Eric Yeo

Personal information
- Nationality: Singaporean
- Born: 17 July 1936
- Died: 15 March 2015 (aged 78) Singapore

Sport
- Sport: Water polo

Medal record
Representing Singapore
Water polo
Asian Games
| Silver medal – second place | 1958 Tokyo | Men's tournament |
| Bronze medal – third place | 1962 Jakarta | Men's tournament |
SEA Games
| Gold medal – first place | 1961 Rangoon | Men's tournament |
| Gold medal – first place | 1965 Kuala Lumpur | Men's tournament |
| Gold medal – first place | 1969 Rangoon | Men's tournament |
| Gold medal – first place | 1971 Kuala Lumpur | Men's tournament |
| Gold medal – first place | 1973 Singapore | Men's tournament |
Swimming
SEA Games
| Bronze medal – third place | 1961 Rangoon | 100m freestyle |

= Eric Yeo =

Singaporean water polo player

Eric Yeo Oon Tat (17 July 1936 - 15 March 2015) was a Singaporean water polo player and three-time Asian Games medallist. He also became the first Malayan swimmer since 1953 to clock under 60 seconds (58.7secs) for 100m Freestyle Men at the Chinese Swimming Club Championships.

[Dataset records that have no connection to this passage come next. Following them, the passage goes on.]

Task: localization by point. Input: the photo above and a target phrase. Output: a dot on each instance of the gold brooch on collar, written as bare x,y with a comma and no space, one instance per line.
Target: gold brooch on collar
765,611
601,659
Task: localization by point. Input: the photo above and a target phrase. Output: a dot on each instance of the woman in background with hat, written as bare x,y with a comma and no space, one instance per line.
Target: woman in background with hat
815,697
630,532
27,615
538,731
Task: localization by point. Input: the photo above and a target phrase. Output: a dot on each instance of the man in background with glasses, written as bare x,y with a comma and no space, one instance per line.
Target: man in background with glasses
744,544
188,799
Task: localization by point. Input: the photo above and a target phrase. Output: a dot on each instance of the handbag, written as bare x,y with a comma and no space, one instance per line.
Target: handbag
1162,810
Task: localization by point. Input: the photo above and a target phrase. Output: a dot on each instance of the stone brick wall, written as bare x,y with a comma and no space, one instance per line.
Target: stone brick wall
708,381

He is most known for competing in the men's tournament at the 1956 Summer Olympics and has been recognised for his efforts to helping the national waterpolo team win a total of five gold medals in the biennial Southeast Asian Peninsular (SEAP) — now known as the Southeast Asian (SEA) Games — from 1965 to 1973.